I can do this, quite easily, with a self join. The challenge here is that there are about 20 columns to compare and although I could type each one in manually I was wondering if there's a better way to do this (which would also mean the query can be used in future, accounting for any table changes).

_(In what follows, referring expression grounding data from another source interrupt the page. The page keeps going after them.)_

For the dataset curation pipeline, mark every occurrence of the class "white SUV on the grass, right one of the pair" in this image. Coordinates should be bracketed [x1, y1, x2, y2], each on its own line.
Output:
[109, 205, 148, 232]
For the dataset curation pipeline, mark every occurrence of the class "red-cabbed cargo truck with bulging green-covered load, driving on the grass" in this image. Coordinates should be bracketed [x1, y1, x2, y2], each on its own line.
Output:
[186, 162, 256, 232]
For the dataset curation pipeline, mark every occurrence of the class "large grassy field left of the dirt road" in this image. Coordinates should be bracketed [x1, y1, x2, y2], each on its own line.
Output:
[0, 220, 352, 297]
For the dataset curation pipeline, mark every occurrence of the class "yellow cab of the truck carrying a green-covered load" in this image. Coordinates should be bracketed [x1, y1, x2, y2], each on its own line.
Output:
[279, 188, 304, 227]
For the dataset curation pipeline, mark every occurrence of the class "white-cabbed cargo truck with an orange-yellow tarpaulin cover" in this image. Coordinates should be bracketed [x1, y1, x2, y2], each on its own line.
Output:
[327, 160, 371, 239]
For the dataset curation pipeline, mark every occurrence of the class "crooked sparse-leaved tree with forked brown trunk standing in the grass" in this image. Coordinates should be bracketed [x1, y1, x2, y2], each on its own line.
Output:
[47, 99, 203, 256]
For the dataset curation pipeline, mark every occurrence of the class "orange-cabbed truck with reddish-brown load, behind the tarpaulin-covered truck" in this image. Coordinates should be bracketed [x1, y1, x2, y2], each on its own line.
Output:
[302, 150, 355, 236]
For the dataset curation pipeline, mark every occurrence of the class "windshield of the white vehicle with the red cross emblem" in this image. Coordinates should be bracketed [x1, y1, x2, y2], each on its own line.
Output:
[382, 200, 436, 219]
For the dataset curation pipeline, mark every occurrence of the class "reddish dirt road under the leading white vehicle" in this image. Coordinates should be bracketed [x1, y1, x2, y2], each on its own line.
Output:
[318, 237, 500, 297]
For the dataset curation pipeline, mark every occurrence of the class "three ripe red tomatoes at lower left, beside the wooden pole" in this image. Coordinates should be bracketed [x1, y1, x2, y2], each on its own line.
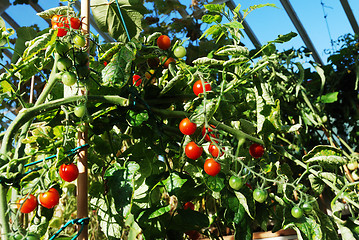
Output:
[16, 163, 79, 213]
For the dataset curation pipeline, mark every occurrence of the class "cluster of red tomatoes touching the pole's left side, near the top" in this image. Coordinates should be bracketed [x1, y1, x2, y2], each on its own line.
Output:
[51, 15, 82, 37]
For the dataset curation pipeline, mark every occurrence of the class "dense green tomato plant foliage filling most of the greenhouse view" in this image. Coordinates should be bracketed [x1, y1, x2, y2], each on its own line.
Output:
[0, 1, 359, 239]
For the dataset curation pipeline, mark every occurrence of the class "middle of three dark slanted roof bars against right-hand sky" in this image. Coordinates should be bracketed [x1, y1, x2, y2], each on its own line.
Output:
[280, 0, 323, 65]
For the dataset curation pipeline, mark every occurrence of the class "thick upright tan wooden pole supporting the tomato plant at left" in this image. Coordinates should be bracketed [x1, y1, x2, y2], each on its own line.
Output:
[77, 0, 90, 240]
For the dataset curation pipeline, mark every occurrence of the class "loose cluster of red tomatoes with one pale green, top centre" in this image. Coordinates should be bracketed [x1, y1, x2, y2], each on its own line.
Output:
[132, 35, 187, 87]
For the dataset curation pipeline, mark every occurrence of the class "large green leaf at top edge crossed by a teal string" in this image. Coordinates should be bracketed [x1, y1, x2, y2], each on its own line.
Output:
[91, 0, 147, 42]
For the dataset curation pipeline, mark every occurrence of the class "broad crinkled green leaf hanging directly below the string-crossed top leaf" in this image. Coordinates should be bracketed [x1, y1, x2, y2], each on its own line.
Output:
[102, 44, 137, 88]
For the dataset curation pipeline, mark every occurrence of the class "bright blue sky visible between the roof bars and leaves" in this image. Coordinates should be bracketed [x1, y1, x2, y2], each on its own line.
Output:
[2, 0, 359, 62]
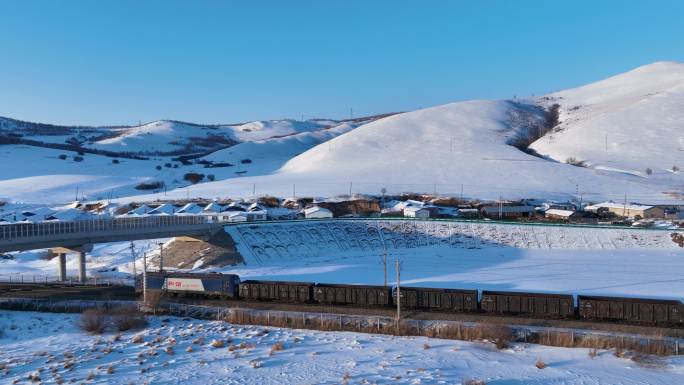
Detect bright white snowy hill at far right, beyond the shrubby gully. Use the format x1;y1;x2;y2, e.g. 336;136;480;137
531;62;684;182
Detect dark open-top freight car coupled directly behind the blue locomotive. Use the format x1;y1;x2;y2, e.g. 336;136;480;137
240;280;314;303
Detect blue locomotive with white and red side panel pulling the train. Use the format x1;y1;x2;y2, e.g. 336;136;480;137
145;271;240;298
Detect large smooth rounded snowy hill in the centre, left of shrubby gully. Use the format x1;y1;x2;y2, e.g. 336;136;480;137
121;97;670;202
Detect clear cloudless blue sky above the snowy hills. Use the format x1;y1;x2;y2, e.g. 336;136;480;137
0;0;684;124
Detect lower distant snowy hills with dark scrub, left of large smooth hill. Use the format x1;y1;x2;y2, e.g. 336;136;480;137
0;120;360;204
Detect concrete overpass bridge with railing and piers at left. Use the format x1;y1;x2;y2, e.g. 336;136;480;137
0;215;226;281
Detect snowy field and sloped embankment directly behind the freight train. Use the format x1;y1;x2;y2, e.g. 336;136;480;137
223;221;684;299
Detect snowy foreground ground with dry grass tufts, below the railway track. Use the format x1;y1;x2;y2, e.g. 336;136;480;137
0;311;684;385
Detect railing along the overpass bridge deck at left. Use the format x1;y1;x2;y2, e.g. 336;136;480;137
0;215;213;241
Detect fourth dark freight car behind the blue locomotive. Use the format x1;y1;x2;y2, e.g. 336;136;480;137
481;291;575;318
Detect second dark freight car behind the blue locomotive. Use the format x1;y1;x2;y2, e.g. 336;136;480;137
314;283;391;307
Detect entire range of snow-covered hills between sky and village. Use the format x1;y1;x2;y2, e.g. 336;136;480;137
0;63;684;204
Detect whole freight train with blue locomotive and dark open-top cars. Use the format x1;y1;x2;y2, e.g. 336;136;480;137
145;272;684;327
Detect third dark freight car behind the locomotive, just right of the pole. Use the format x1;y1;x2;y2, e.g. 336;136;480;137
394;287;478;313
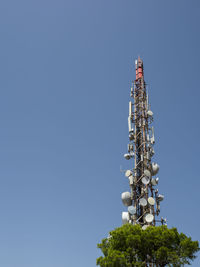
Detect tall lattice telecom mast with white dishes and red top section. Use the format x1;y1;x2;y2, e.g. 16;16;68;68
121;57;166;229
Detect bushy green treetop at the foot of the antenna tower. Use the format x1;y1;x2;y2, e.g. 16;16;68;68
97;224;199;267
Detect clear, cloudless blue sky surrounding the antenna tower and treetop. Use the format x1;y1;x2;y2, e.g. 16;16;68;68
0;0;200;267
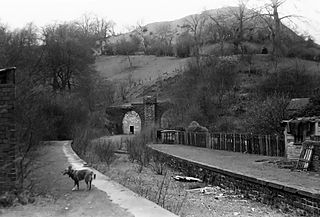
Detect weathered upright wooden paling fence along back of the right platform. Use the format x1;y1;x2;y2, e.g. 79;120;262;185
161;130;285;156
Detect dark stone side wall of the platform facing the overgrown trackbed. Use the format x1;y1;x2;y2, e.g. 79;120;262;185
152;150;320;216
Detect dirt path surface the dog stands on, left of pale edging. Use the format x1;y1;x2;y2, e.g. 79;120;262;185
0;142;133;217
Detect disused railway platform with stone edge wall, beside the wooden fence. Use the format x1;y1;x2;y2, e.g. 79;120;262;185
149;144;320;216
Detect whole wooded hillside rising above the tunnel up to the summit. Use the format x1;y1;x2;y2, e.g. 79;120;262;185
95;7;320;134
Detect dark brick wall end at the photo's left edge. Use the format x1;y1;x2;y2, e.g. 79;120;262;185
0;68;17;193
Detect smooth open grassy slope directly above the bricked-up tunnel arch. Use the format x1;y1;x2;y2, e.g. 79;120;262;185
95;55;188;101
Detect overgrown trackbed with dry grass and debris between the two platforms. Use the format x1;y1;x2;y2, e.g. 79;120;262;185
95;155;299;217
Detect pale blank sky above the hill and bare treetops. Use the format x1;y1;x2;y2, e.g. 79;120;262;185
0;0;320;43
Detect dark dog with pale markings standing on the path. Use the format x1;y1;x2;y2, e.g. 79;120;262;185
63;166;96;191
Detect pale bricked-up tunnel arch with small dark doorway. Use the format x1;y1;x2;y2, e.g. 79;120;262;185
122;111;141;134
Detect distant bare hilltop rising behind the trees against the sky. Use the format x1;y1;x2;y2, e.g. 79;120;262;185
107;7;301;48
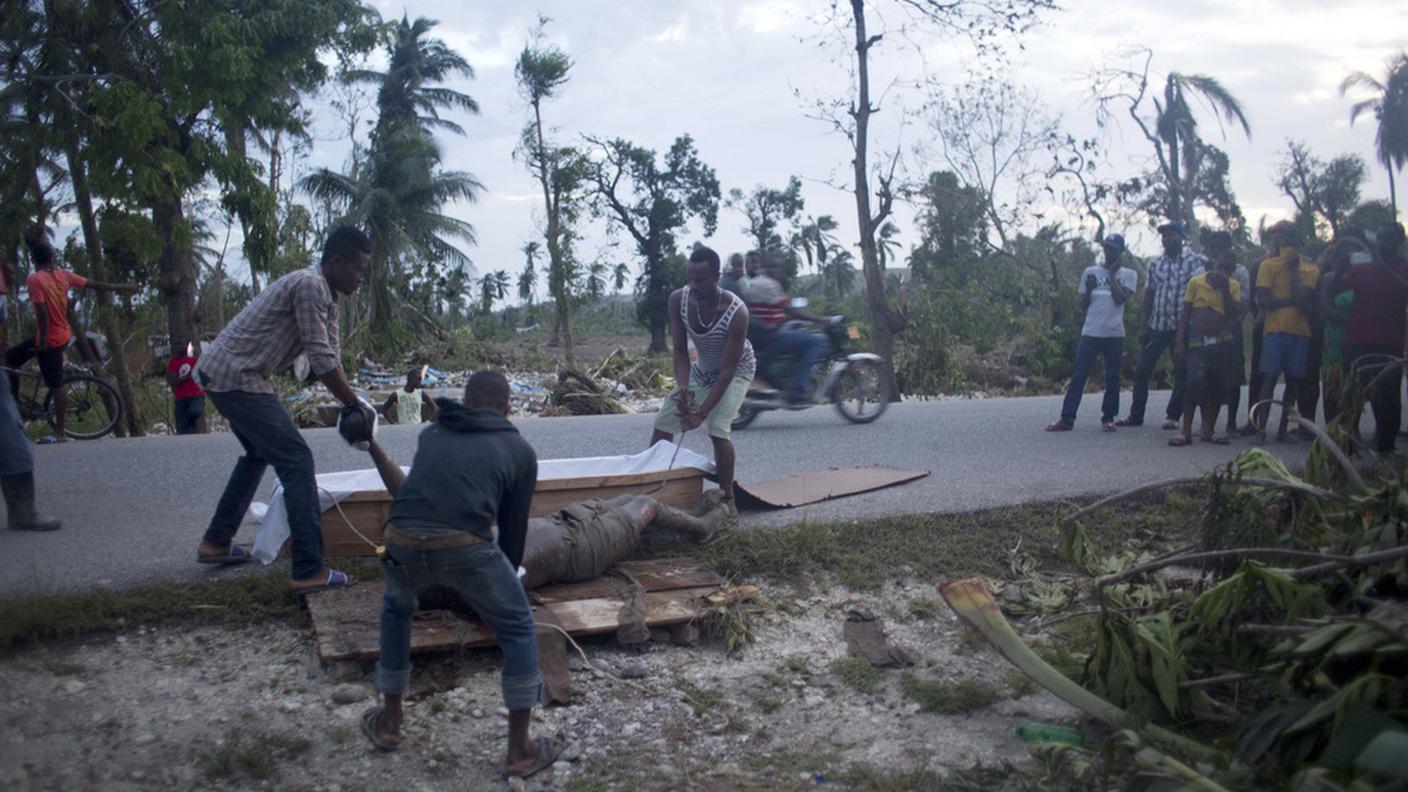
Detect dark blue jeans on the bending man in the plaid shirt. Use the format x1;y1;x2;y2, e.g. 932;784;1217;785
206;390;322;578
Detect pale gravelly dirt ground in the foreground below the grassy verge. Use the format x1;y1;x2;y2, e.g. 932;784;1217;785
0;572;1079;792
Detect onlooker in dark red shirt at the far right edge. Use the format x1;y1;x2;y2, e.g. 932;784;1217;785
1339;223;1408;455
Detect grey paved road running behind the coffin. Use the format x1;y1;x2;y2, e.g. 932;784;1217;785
0;393;1305;593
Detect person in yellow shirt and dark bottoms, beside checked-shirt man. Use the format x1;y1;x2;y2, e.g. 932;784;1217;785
1169;246;1243;445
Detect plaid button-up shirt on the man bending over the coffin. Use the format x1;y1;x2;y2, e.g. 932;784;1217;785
196;264;342;393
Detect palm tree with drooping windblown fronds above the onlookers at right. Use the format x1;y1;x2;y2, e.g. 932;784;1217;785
1153;72;1252;237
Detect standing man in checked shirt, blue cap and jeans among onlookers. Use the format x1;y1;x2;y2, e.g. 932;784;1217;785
1115;220;1208;428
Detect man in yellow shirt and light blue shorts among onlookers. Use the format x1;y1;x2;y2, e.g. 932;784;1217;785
1252;220;1319;445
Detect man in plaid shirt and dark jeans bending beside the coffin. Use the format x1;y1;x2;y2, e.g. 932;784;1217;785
196;225;372;593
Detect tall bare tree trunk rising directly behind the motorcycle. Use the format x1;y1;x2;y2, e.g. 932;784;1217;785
850;0;904;400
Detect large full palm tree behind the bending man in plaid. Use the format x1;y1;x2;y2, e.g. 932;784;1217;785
300;17;482;344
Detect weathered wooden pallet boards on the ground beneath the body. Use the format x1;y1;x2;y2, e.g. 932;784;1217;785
308;558;724;661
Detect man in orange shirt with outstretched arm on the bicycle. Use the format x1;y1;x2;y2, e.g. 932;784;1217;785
4;241;141;443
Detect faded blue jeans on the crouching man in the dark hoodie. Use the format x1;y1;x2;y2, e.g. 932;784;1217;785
376;543;542;710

In syntaxtically ridiculous psuedo code- I want to do something similar to what the following would do if it were to work:
select lp.*
from lease_proposal lp
inner join
(
select *
from lease_proposal lp2
where building_id = '001' -- assume 001 is head office for sake of example
) lp2
on lp2.lease_id = lp.lease_id
where lp.* <> lp2.*
You could do an INTERSECT operation to find all rows where all data matched, then LEFT JOIN that result and select only the rows where there wasn't an intersection:
SELECT
a.*
FROM
lease_proposal a
LEFT JOIN
(
SELECT *
FROM lease_proposal
INTERSECT
SELECT *
FROM lease_proposal
WHERE building_id = 001
) b ON a.lease_id = b.lease_id
WHERE
b.lease_id IS NULL
If SQL Server supported it, you could also use a NATURAL LEFT JOIN like so:
SELECT
a.*
FROM
lease_proposal a
NATURAL LEFT JOIN
(
SELECT *
FROM lease_proposal
WHERE building_id = 001
) b
WHERE b.lease_id IS NULL